The Centaur (disambiguation) – Wikipedia
At the time he wrote this logical positivism and scientism was rampant in society. This is a poor response to it, if that was the inte This work seems to be an attempt by Blackwood to lay out explicitly the philosophical underpinnings of his work as a whole. This is a poor response to it, if that was the intention. May 16, grey rated it really liked it.
Not bad, although I could sort of see where it was going from quite early one. I blakcwood really agree with the pagan-esque philosophy, but much of what is stated could really be ascribed to any image of the Divine. Plus, on the whole, just an interesting story, especially if you, like me, ever feel like you don’t “fit in” to modern civilization.

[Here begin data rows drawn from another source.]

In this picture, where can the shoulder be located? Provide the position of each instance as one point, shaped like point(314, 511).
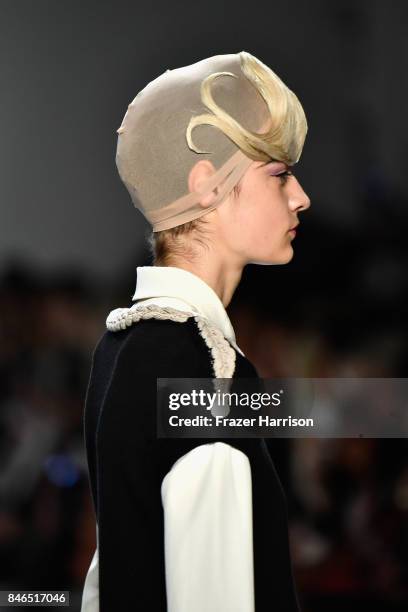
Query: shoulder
point(159, 346)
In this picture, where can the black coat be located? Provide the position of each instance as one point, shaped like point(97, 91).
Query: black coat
point(127, 463)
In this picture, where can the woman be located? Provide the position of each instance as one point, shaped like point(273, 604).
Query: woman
point(192, 525)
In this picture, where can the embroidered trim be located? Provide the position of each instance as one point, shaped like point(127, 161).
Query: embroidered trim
point(222, 353)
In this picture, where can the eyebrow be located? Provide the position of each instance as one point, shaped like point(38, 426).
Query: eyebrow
point(274, 161)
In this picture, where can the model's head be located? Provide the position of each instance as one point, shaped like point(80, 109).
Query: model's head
point(229, 186)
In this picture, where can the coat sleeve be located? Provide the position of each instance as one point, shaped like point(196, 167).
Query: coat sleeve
point(207, 505)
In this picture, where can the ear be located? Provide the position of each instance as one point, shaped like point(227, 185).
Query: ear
point(199, 173)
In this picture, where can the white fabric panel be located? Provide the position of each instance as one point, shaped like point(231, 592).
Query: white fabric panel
point(90, 595)
point(207, 502)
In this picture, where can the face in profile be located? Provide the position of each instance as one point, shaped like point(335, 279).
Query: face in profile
point(257, 223)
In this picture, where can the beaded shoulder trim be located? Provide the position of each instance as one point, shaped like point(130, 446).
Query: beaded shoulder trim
point(222, 353)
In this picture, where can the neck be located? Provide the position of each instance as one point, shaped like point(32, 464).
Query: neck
point(222, 278)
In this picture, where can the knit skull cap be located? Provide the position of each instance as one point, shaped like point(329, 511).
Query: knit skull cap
point(153, 156)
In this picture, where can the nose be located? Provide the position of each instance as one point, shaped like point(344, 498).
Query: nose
point(298, 199)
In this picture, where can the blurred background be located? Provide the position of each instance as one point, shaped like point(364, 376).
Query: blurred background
point(70, 242)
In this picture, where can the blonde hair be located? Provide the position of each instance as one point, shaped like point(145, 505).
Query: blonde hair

The Centaur (disambiguation)
Would you answer the call of the pan pipes, if you heard them? Apr 17, Chrissa rated it liked it. This is a story about O’Malley, a man who is uncomfortable in the modern world and who, in the course of a vacation to get back in touch with Nature, encounters several individuals who argue both for and against the reality of his centauf and the meaning behind it.
There are several gorgeous passages, some of which reminded me of Tolkien, as O’Malley begins his journey and we are introduced to the passengers who will be sharing his steamship journey to the Caucasus mountains. Given the book’s This is a story about O’Malley, a rhe who is uncomfortable in the modern world and who, in the course of a vacation to get back in touch with Nature, encounters several individuals who argue both for and against the reality of his discomfort and the meaning behind it.